My take is that the NCAA is trying to put on a very strict face when it comes to amateurism these days.  Under new leadership, the NCAA seems to be trending toward less leniency, and the Kanter case was an easy one to get tough on, since Kanter is in no real danger of being denied either an education or professional success by being declared a professional due to his family's wealth and his own skill.  In other words, it was circumstantial ethics on the part of the NCAA to professionalize Kanter -- they get to show the world how serious they are about amateurism issues with absolutely no chance of harming the actual future of the young man.
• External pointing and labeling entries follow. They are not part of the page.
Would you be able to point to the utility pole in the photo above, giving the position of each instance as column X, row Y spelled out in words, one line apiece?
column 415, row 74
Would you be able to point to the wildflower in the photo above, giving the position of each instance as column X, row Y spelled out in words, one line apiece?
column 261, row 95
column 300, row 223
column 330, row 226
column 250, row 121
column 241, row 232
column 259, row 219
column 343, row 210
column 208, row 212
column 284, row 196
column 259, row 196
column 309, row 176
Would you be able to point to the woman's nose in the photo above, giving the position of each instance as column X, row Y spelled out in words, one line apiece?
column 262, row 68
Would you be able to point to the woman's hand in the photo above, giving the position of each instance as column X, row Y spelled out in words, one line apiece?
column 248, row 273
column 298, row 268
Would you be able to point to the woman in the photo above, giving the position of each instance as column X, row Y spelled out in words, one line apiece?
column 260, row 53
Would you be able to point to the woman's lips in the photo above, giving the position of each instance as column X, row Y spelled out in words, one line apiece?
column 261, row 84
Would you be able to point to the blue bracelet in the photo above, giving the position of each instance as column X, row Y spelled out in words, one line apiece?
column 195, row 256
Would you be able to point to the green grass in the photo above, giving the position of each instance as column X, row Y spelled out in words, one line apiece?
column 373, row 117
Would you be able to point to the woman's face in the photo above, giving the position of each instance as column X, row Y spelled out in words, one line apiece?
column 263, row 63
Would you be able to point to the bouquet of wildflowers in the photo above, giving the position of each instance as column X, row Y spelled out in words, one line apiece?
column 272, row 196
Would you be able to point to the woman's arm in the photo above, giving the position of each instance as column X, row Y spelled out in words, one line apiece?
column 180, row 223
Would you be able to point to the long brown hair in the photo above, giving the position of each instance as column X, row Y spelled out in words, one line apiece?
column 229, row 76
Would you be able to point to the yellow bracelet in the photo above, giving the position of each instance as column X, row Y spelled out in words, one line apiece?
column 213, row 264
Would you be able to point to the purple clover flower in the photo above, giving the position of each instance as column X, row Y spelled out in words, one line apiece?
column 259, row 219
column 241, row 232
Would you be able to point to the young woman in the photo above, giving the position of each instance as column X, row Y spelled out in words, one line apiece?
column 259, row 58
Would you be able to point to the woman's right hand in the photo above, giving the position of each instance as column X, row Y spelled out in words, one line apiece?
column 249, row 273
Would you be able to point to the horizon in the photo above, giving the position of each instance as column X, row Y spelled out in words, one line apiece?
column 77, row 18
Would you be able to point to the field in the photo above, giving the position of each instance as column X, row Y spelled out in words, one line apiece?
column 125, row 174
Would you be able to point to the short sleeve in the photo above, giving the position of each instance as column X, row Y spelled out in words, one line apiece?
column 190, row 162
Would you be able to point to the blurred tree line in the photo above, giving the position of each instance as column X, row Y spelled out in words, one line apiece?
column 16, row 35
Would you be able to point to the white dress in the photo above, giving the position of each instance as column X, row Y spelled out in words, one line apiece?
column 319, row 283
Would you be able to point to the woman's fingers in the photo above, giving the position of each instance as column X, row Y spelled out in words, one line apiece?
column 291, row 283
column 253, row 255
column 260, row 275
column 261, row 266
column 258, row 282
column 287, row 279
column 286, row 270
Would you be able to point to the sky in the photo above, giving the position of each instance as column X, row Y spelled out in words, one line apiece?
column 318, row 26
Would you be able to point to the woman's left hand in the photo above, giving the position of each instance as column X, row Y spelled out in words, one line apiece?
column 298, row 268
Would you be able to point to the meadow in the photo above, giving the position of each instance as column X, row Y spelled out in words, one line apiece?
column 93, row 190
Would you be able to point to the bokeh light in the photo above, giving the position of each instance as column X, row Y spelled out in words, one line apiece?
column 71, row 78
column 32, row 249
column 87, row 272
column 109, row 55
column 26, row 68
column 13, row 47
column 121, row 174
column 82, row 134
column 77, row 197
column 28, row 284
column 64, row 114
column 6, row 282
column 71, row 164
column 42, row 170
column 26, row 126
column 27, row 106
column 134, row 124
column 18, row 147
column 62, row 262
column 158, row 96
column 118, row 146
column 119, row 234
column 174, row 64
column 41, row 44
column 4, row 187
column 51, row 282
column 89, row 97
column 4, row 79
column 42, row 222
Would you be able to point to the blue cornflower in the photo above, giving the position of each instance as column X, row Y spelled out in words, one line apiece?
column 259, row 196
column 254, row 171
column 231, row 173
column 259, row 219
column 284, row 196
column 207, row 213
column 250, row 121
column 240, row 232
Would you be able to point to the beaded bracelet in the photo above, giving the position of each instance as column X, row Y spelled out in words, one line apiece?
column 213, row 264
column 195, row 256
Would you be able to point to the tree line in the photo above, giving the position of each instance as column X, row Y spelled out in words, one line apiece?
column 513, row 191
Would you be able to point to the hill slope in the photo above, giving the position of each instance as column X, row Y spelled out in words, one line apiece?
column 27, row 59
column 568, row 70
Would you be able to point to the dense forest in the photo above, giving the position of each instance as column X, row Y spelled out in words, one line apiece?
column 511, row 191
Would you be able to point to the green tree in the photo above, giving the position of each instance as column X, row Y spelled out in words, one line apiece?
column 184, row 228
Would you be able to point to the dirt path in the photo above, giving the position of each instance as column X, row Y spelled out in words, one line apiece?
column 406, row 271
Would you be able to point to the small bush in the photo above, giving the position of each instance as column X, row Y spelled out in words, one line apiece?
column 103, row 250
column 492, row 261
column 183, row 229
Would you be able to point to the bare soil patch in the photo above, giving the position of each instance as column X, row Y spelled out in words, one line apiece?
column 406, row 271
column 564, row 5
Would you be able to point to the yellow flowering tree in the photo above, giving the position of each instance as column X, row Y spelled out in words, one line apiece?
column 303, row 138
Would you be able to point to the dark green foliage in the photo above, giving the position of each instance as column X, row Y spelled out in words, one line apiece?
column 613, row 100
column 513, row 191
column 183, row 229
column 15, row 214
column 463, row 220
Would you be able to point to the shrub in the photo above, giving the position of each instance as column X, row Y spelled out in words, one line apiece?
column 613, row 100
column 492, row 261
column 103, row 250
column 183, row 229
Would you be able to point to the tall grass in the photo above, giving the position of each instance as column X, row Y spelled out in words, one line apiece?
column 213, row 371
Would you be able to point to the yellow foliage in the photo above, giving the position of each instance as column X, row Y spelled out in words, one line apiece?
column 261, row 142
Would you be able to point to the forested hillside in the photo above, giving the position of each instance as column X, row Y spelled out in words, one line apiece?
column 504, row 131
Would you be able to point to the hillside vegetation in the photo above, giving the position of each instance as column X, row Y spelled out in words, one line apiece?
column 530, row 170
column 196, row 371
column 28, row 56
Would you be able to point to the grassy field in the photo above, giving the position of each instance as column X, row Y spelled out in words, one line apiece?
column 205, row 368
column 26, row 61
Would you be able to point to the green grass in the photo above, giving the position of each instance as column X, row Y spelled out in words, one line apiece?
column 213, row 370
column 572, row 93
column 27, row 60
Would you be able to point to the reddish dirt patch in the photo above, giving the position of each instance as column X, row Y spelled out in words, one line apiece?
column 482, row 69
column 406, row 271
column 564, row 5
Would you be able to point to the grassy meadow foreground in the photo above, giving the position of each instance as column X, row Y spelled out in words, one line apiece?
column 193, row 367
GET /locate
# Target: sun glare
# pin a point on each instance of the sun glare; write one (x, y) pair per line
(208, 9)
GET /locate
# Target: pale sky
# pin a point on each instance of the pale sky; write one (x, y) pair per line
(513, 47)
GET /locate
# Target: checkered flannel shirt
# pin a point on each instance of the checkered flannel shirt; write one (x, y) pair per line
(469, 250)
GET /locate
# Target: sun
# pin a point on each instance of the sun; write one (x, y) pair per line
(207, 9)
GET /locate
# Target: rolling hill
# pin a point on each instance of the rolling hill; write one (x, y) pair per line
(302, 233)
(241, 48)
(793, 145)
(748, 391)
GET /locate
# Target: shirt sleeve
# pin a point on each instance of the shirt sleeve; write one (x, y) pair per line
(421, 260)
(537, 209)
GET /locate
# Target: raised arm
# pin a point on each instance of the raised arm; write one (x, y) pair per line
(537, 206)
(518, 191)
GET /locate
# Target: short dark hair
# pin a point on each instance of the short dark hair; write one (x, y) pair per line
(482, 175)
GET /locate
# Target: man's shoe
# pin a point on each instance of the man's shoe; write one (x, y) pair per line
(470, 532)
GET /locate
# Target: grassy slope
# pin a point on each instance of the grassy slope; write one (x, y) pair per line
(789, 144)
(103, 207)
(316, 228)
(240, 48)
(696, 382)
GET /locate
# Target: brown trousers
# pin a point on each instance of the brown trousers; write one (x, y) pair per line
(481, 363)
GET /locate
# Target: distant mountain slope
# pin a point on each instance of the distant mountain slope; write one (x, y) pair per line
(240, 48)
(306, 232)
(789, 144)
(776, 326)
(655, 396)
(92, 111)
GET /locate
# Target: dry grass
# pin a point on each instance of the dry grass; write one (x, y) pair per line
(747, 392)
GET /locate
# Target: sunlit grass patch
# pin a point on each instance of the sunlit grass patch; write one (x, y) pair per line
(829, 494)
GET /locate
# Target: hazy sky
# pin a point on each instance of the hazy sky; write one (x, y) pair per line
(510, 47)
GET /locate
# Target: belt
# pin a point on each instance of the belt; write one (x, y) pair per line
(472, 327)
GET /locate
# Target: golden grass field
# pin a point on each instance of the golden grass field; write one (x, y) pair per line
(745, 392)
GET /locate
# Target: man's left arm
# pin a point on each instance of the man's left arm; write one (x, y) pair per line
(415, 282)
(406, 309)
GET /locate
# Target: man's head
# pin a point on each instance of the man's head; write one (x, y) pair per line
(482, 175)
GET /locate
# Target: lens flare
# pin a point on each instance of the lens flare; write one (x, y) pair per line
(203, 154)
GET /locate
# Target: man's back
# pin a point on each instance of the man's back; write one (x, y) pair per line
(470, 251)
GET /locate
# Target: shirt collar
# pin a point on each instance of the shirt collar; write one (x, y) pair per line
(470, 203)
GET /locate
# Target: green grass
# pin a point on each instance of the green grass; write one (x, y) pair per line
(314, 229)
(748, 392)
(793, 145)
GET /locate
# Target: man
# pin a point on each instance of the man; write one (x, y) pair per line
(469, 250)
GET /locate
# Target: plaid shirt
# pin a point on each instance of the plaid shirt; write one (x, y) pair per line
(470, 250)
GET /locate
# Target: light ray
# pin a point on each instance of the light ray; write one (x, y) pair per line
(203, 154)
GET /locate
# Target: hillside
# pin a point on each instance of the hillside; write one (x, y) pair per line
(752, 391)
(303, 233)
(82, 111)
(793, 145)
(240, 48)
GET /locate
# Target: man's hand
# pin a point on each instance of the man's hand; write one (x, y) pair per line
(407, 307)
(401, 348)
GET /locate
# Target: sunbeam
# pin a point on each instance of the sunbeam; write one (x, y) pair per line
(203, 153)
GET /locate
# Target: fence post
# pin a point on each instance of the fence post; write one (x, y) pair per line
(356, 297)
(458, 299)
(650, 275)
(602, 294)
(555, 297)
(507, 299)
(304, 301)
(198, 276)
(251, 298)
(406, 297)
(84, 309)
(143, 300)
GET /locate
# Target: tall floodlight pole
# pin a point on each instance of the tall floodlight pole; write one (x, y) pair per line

As a bonus, the NCAA gets to look like they are  sticking it in the eye of an institution that has been a serial rules violator over the years, and also appear to get in a poke in at a coach who is unreasonably but ubiquitously seen as an NCAA cheater.  There is no downside to the NCAA , even if it is apparently inconsistent with recent prior rulings.  The amount of money here just made the ruling easier, not any more correct in terms of prior precedent, and the NCAA figures rightly that they are universally seen as inconsistent anyway, so why not use it to their benefit for once?

In the end, the NCAA has merely taken this opportunity to make itself look good to the public.  Sports commentators like Mike DeCoucy, among others, have criticized the NCAA's stance on Kanter, and rightly so, but crying wolf about NCAA inconsistency simply draws a shrug from anyone who's ox is not being gored by their decision.

So what are Kanter's chances of a successful appeal?  Well, I suppose that pretty much depends on who is on the panel issuing the ruling.  The NCAA has been anything but consistent on appeals, just as on initial eligibility rulings.  UK's best chance would be to appear to the apparent hard line taken by the initial panel, especially in light of the Sidney case.  Kanter hasn't lied to anybody, the Kanters made a good faith, if ultimately futile effort, to segregate any benefits from young Enes' use and has offered to pay back the entire sum, something the NCAA had to force the Sidneys to do after they repeatedly lied to them, and after young Sidney himself tried to hide the money, and dissembled about it to the NCAA's face.

Taken that way, Kanter looks unfairly singled out, primarily due to his family's economic circumstances.  Will the appeal's panel agree?  I'm not betting on it, but the argument definitely has force.